If none of your find strings match, the value in nomatch is used instead. This can be either a constant or a section of the input record. If the nomatch string is shorter than the length of the change string it will be padded to the right with blanks or low-value. If nomatch isn't used and a match is not found mfsort will terminate.
NB! No limitations are mentioned in the Micro Focus documentation, but according to the IBM Dfsort Application Programming Guide, the max length of a field used in a search and replace operation is 64.
Here is a short example that fixes some Y2K related problems in a small data file.
outrec fields=(1,1,change(3,
C'6',C'196',
C'7',C'197',
C'8',C'198',
C'9',C'199',
C'0',C'200'),
nomatch=(C'190'),
2,5)
We check the first byte of a date field (pic 9(6)), if it's the sixties or later we add century to it, all others are changed to the beginning of the previous century. Finally we add the rest of the date and end up with a new date field (pic 9(8)). Pretty error prone, but for this particular data file it was all that was needed :)
Include and omit instructions
One of the more common operations when sorting a file is the desire to limit the number of output records based on some condition in the input records. To achieve this you use the include/omit instructions. They can either be used stand-alone, i.e. apply to all input records, or as part of an outfil instruction, which makes it possible to create several output files during one sort operation.
include cond=(condition)
[format=type]
omit cond=(condition)
[format=type]
outfil
<include|omit>
(condition) [format=type]
NB! Strangely enough, when using include/ omit in an outfil instruction you get a syntax error if you use cond= before the actual condition. Using a stand-alone include/ omit it is required however!

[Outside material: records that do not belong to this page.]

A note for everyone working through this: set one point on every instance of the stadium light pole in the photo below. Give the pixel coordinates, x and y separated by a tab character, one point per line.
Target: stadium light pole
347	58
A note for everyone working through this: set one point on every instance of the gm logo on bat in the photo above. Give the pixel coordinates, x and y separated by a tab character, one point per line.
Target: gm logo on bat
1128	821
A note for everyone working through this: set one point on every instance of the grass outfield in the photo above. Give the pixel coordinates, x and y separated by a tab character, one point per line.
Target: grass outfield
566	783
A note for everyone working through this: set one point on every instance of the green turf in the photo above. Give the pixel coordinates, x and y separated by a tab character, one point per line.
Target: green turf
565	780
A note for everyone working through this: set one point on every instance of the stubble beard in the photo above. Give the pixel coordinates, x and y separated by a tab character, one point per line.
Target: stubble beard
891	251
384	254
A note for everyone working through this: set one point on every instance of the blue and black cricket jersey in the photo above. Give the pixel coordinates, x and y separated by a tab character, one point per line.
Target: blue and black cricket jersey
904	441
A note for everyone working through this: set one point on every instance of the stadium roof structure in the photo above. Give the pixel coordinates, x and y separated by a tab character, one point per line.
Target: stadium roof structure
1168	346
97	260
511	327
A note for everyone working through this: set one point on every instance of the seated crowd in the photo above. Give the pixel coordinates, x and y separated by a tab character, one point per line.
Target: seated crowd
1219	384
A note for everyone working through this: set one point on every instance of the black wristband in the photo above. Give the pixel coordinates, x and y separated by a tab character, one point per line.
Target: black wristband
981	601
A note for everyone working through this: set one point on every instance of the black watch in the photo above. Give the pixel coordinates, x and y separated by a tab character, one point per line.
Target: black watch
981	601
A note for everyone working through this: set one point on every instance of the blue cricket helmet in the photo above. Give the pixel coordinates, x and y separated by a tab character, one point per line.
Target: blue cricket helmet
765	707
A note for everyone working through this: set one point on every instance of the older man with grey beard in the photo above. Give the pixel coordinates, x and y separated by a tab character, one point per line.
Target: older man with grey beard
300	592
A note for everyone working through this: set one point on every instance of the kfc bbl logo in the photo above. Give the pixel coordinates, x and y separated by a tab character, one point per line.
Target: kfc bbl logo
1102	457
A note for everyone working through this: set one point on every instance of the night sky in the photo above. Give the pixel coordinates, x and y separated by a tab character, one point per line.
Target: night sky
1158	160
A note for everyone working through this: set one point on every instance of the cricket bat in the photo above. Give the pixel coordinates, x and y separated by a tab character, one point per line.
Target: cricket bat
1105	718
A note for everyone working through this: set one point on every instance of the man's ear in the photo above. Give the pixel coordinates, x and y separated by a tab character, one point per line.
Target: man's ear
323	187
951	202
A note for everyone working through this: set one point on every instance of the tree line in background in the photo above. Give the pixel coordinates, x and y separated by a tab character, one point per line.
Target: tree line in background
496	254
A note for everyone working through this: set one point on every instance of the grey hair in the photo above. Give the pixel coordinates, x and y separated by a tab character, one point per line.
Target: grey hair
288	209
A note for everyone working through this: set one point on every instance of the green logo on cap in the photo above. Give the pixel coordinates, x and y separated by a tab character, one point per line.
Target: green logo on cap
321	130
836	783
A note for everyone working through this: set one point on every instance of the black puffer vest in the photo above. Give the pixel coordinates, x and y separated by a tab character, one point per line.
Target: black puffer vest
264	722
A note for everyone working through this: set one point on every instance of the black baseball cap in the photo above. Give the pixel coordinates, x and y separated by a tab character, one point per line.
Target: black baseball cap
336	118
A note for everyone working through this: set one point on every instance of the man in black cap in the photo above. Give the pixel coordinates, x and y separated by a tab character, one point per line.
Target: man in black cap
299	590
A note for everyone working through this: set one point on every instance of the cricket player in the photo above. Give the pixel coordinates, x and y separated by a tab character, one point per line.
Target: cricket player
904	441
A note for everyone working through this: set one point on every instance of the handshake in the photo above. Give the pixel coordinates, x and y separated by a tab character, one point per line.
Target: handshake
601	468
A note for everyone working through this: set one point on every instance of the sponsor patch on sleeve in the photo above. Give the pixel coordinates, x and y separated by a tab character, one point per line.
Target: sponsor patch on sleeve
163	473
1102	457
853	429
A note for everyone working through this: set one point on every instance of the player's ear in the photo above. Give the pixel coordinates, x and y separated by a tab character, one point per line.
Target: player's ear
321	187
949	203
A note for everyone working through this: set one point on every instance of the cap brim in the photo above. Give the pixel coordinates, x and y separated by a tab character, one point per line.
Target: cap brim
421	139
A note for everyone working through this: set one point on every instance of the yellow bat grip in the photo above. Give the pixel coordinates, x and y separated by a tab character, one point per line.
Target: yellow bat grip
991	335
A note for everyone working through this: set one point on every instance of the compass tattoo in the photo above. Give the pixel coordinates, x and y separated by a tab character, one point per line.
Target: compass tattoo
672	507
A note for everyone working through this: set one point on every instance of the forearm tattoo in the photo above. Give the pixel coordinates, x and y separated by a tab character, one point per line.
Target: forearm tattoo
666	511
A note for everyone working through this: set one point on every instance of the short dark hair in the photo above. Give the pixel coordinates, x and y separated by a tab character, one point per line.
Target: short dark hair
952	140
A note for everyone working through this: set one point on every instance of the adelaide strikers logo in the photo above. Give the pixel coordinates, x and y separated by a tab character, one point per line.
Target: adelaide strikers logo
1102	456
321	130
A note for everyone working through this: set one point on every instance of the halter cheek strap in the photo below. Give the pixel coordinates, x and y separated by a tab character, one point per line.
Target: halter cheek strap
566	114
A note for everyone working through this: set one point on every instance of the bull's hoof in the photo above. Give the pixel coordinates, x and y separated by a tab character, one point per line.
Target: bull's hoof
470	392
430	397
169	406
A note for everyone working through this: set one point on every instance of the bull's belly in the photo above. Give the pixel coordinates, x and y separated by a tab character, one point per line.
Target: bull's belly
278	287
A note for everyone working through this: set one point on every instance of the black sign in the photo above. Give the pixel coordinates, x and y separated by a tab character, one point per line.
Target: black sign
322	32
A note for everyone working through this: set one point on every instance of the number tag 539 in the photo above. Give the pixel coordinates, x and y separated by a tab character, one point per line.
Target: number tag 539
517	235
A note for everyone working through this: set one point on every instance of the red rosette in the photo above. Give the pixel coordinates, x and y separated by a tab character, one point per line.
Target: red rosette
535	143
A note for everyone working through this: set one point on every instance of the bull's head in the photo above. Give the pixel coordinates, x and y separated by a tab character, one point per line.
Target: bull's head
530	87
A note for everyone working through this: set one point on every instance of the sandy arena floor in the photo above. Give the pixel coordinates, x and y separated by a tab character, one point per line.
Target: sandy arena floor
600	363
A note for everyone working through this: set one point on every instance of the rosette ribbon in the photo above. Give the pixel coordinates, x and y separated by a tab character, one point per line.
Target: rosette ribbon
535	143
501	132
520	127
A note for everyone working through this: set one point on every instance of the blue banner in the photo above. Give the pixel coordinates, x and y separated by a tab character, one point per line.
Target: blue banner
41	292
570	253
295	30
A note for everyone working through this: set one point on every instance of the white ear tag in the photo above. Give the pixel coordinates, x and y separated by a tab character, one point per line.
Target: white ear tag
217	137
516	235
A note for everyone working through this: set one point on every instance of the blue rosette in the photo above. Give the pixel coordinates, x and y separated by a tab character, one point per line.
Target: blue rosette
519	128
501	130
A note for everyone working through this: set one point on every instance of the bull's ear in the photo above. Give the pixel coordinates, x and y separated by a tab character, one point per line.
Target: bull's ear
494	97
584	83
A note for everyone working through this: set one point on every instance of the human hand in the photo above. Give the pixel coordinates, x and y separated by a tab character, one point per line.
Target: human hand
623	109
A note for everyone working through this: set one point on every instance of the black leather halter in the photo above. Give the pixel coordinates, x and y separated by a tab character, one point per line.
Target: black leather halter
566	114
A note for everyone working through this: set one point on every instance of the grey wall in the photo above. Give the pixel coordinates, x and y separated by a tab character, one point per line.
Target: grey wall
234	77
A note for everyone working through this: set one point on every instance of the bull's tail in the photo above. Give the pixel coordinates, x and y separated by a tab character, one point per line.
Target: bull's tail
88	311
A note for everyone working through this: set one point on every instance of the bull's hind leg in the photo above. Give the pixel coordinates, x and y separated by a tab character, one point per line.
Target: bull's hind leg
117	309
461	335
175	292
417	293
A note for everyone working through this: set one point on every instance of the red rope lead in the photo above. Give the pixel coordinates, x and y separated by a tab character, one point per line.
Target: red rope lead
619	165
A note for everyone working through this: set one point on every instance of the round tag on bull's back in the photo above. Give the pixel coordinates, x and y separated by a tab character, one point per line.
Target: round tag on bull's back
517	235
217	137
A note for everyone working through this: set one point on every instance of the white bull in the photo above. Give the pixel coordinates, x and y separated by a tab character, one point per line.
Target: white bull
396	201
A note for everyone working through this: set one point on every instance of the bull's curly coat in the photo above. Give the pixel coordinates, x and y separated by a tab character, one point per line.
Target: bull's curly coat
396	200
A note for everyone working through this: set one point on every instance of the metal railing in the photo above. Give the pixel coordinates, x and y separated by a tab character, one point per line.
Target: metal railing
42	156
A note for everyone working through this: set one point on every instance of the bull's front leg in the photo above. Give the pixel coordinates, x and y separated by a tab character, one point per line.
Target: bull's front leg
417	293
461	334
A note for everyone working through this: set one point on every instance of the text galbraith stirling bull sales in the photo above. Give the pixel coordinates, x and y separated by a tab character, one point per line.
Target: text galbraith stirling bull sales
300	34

If all fields in a condition are of the same type you can use the format=type instruction which enables you to leave out the type instructions from the logical expression.
(start,length,
[<type|ss>],
<eq|ne|gt|ge|lt|le
>,
<start,length,[<
type>]|constant>,[<and|or>],...)
By now start, length, and type should be obvious. The instruction ss stands for substring and it's used to match a substring somewhere in a field.
The comparison operators are straight forward (eq, ne, gt, ge, lt, le), so are the relational conditions (and, or). What needs clarification is the use of substrings. The exact syntax for substring comparison is:
(start,length,ss,<
eq|ne>,constant)
If the constant string is shorter than the field specified the match can occur anywhere in the field, i.e. The two fields '*OK***', and '****OK' would both be matched by the following instructions:
(11,6,ss,eq,C'OK')
If the characters in a constant are separated by comma the comparison will be done on all of the included substring. The following example matches three different strings, i.e. the comma acts as a kind of or instruction:
(21,3,ss,eq,C'J69,L92,J82')
Here is another example using this technique:
include
cond=(11,6,ss,eq,C'HAMMER,CHISEL,SAW ,WRENCH')
Records with HAMMER, CHISEL, SAW or WRENCH in positions 11-16 will be included in the output data set. Note that the comma is used within the constant to separate the valid 6-character values; any character that will not appear in the field value can be used as a separator in the constant. SAW must be padded with three blanks on the right to make it a 6-character value so that it will be properly compared to the 6-character field in positions 11-16.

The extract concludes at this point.